Und jeder Tritt mit jeder Art Schuh in Richtung Kopf sei in jeder
Lage eine gefährliche Körperverletzung (lebensbedrohlich).
* Außerdem hat das Gericht mal ein bisschen
Versammlungsrechtsgeschichte schreiben wollen und festgelegt, dass Aktionen, bei denen Menschen nicht nur neben dem Geschehen
herumstehen und über das Schlimme jammern, keine Versammlung mehr
sei. Tenor also: Sitzblockaden, Waldbesetzungen … alles keine
Versammlung. Deshalb sei der Angriff der Polizei auf die
Danni-Besetzungen auch ohne Versammlungsauflösung rechtmäßig, weil es ja gar keine Versammlung sei. Gestern hatte das VG Magdeburg bezüglich der A14-Besetzung genau das Gegenteil festgestellt. Das
Amtsgericht Alsfeld, in Sachen Versammlungsrecht nicht geschult,
wusste es nun besser …

Nachfragen, wie es jetzt weitergeht, sind im Moment überflüssig. Selbstverständlich machen wir weiter. Wie genau, können wir jetzt aber noch nicht sagen, weil nicht die mündliche Urteilsbegründung zählt, sondern die schriftliche. Die gibt es aber noch nicht.
Wir zwei abgelehnten Laienverteidiger*innen werden auch weiter versuchen, in das Verfahren hineinzukommen, damit wir auch ausgedehnteres Besuchsrecht bei Ella/UP1 haben.
Und als letztes: Es war bemerkenswert, wie der sonst meist bewegungslos, fast geistesabwesend wirkende Richter sich bei der Urteilsbegründung in Rage redete, keine vollständigen Sätze mit hinbekam, das Publikum und Ella beschimpfte und bedrohte, ständig seine Zettel mit Notizen durcheinander brachte … ich finde: Da war richtig Hass zu erkennen.

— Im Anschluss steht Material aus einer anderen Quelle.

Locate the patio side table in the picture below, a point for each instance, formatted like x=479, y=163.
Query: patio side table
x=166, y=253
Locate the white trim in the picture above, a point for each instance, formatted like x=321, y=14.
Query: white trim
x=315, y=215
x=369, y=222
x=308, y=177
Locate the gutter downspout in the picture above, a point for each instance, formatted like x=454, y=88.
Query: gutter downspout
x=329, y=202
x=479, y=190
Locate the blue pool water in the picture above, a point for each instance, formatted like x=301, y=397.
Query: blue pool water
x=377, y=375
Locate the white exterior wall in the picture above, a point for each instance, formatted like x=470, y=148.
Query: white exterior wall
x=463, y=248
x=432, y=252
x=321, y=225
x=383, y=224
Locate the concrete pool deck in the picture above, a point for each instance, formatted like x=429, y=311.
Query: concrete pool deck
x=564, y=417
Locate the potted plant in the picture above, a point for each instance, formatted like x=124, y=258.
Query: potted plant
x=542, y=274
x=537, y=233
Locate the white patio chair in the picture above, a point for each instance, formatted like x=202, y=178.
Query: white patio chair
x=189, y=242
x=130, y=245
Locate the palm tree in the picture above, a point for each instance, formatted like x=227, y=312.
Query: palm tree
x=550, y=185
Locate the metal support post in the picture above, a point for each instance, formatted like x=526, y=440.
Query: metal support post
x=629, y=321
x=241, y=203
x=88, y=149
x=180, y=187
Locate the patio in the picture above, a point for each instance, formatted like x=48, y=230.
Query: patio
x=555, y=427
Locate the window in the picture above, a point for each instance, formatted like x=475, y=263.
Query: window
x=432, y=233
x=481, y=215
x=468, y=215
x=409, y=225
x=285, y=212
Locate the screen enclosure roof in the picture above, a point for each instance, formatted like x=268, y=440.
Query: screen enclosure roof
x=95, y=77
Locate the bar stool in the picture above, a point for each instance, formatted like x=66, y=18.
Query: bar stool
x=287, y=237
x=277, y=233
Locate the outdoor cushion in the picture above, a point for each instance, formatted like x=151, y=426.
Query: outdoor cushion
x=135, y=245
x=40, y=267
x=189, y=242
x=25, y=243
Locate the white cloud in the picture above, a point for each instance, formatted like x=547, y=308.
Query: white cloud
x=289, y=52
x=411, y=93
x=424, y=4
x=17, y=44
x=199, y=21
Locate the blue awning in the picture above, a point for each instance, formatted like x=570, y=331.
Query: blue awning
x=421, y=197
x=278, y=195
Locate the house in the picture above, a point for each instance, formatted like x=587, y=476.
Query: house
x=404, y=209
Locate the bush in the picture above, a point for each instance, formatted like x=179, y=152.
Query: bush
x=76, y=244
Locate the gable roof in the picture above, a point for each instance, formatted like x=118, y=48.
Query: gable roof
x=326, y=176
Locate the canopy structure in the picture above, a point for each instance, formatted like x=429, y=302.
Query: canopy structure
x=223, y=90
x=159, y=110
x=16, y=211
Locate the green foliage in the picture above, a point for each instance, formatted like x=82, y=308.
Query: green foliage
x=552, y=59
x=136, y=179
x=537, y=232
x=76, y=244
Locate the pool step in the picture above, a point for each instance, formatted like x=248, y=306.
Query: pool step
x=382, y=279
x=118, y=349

Auch die sofortigen Polizeieingriffe im Saal zeigten nun, wie hier gedacht wird. Viele weinten. Ella auch. Es waren ähnliche Ausdrücke totaler Sprachlosigkeit, wie sie auch allen anderen auf ihre Weise ins Gesicht geschrieben standen. (…)”

Anonymes Statement (gefunden auf gerichtesindzumessenda.noblogs.org):
“Bitte nehmt das Urteil ernst und recherchiert zu den Hintergründen! Auch auf mich wirkt der Prozessverlauf hochproblematisch und bin mir aufgrund zahlreicher persönlicher Erfahungen mit Polizei-Lügen fast sicher, dass das Urteil völlig ungerechtfertigt ist, auch wenn ich bisher (wie viele andere) das Geschehen nur am Rande verfolgt habe! Zwei Jahre Knast dafür, dass letztlich nichts passiert ist (und möglicherweise auch der ganze Vorwurf an den Haaren herbeigezogen ist)… das sollte die Klimabewegung nicht hinnehmen. Das sollte keine demokratische Bewegung hinnehmen! Mensch stelle sich nur vor, wie sich Ella nach so einem Urteil fühlen muss, wenn tatsächlich alle Vorwürfe haltlos sind…
Hoffentlich nimmt die nächste Instanz das Urteil zurück – obwohl, bis dahin wird Ella eingesperrt sein und das kann dauern… jedenfalls kann öffentlicher Druck erfahrungsgemäß viel bewirken!”